No actual performance tests ran, as my setup is in a messed up state :(

One small issue (guess can be fixed at apply time), the subject mentions 
“supprt”, it’s missing an o.


Acked-by: Eelco Chaudron <echaudro@redhat.com>
Ilya Maximets Oct. 28, 2019, 7:11 p.m. UTC | #2
On 28.10.2019 11:46, Eelco Chaudron wrote:
> 
> 
> On 23 Oct 2019, at 23:06, William Tu wrote:
> 
>> The patch adds support for using need_wakeup flag in AF_XDP rings.
>> A new option, use_need_wakeup, is added.  When this option is used,
>> it means that OVS has to explicitly wake up the kernel RX, using poll()
>> syscall and wake up TX, using sendto() syscall. This feature improves
>> the performance by avoiding unnecessary sendto syscalls for TX.
>> For RX, instead of kernel always busy-spinning on fille queue, OVS wakes
>> up the kernel RX processing when fill queue is replenished.
>>
>> The need_wakeup feature is merged into Linux kernel bpf-next tee with commit
>> 77cd0d7b3f25 ("xsk: add support for need_wakeup flag in AF_XDP rings") and
>> OVS enables it by default, if libbpf supports it.  If users enable it but
>> runs in an older version of libbpf, then the need_wakeup feature has no effect,
>> and a warning message is logged.
>>
>> For virtual interface, it's better set use_need_wakeup=false, since
>> the virtual device's AF_XDP xmit is synchronous: the sendto syscall
>> enters kernel and process the TX packet on tx queue directly.
>>
>> On Intel Xeon E5-2620 v3 2.4GHz system, performance of physical port
>> to physical port improves from 6.1Mpps to 7.3Mpps.
>>
>> Suggested-by: Ilya Maximets <i.maximets@ovn.org>
>> Signed-off-by: William Tu <u9012063@gmail.com>
> 
> Reviewed based on diff from previous version, also did quick compile test with and without need_wakeup supported kernel.
> No actual performance tests ran, as my setup is in a messed up state :(
> 
> One small issue (guess can be fixed at apply time), the subject mentions “supprt”, it’s missing an o.
> 
> Acked-by: Eelco Chaudron <echaudro@redhat.com>
> 

Thanks, I could fix the 'supprt' while applying the patch.
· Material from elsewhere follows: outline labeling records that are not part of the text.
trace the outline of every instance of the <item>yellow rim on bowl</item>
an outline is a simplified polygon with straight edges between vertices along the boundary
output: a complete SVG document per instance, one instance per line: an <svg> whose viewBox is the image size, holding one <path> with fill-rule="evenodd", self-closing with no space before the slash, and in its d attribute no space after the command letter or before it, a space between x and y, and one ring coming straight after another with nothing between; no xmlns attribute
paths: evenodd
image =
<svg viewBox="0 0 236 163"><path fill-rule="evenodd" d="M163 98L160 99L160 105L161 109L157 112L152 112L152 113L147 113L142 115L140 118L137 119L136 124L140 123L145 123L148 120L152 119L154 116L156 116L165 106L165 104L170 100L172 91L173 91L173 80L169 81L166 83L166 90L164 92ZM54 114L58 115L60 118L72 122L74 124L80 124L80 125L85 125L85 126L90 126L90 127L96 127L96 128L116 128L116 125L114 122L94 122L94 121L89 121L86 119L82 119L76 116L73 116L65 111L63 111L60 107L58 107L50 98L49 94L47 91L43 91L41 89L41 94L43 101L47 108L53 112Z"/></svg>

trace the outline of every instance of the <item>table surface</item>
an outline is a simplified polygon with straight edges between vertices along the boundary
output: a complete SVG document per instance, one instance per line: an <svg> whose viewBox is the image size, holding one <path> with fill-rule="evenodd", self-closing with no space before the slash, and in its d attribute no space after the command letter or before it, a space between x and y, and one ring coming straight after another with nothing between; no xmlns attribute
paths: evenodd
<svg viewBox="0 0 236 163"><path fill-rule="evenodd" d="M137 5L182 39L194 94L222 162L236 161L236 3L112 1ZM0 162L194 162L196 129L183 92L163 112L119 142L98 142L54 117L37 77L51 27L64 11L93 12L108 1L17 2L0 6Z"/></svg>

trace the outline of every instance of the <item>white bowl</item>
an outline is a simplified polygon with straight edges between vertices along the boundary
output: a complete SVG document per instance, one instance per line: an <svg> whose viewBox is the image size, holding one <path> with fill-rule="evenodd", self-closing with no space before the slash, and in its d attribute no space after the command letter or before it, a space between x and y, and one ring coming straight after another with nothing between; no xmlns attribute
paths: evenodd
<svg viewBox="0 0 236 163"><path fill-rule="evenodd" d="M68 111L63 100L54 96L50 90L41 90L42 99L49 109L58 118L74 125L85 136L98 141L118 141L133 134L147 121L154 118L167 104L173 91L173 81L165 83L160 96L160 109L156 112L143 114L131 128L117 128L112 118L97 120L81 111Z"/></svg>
But I have one more question.
William, Eelco, what do you think about renaming the option itself from
"options:use_need_wakeup" to "options:use-need-wakeup"?
Most of the netdev options for netdev-dpdk and netdev-linux except few of them
(e.g. n_rxq, n_rxq_desc) uses dashes in their names instead of underscores.
I agree that right now there is a mess in OVS and there is no specified convention
for options naming, but it might be good idea to name all the new options in a
similar way, to keep the API more or less consistent.  What do you think?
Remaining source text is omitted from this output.